Dans un monde où les crises se multiplient et où les voix des plus fragiles peinent à se faire entendre, la RDC a rappelé, avec force et dignité, que sa souveraineté n’est pas négociable. Le Président Tshisekedi a réaffirmé l’urgence d’une solution pacifique pour l’Est du pays, où des millions de Congolais vivent sous la menace permanente des violences et de l’occupation illégitime du M23.

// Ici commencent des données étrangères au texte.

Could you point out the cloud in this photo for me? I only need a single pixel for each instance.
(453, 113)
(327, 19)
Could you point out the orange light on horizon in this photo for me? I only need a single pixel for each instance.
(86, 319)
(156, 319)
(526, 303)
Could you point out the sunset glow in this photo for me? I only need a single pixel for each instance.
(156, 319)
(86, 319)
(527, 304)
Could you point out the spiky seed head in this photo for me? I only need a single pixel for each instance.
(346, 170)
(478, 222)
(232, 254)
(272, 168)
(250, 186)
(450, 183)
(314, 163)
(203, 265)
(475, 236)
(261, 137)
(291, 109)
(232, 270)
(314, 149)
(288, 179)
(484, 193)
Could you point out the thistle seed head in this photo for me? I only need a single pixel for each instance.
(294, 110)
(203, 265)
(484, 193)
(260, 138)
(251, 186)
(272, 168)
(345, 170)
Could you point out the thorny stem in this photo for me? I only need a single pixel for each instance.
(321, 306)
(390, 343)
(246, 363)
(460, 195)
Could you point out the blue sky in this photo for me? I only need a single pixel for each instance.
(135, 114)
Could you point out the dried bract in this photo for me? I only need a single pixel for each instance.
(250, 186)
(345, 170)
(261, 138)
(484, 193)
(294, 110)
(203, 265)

La Belgique, fidèle partenaire, a exprimé son engagement à soutenir la paix et à sensibiliser l’Europe à la tragédie humanitaire qui se déroule loin des projecteurs, mais au cœur de la conscience universelle.

Dans son allocution, le Chef de l’État congolais a lancé un appel vibrant :

« L’Afrique n’attend plus seulement d’être entendue, elle est prête à bâtir. Ensemble, transformons le défi minéral en un levier de prospérité universelle. »

Ces mots résonnent comme une promesse et un avertissement. Promesse d’un avenir où les richesses du sous-sol congolais ne seront plus synonymes de malédiction, mais de développement partagé. Avertissement à ceux qui persistent à voir l’Afrique comme un terrain d’exploitation plutôt que comme un partenaire de construction.

Le Congo tend la main, mais il exige respect. Respect de son intégrité territoriale, respect de sa souveraineté, respect de son peuple. À Davos, ce message n’était pas seulement celui d’un président : c’était celui d’une nation qui refuse de plier, d’une Afrique qui veut écrire son propre récit, et d’une humanité qui ne peut plus détourner le regard.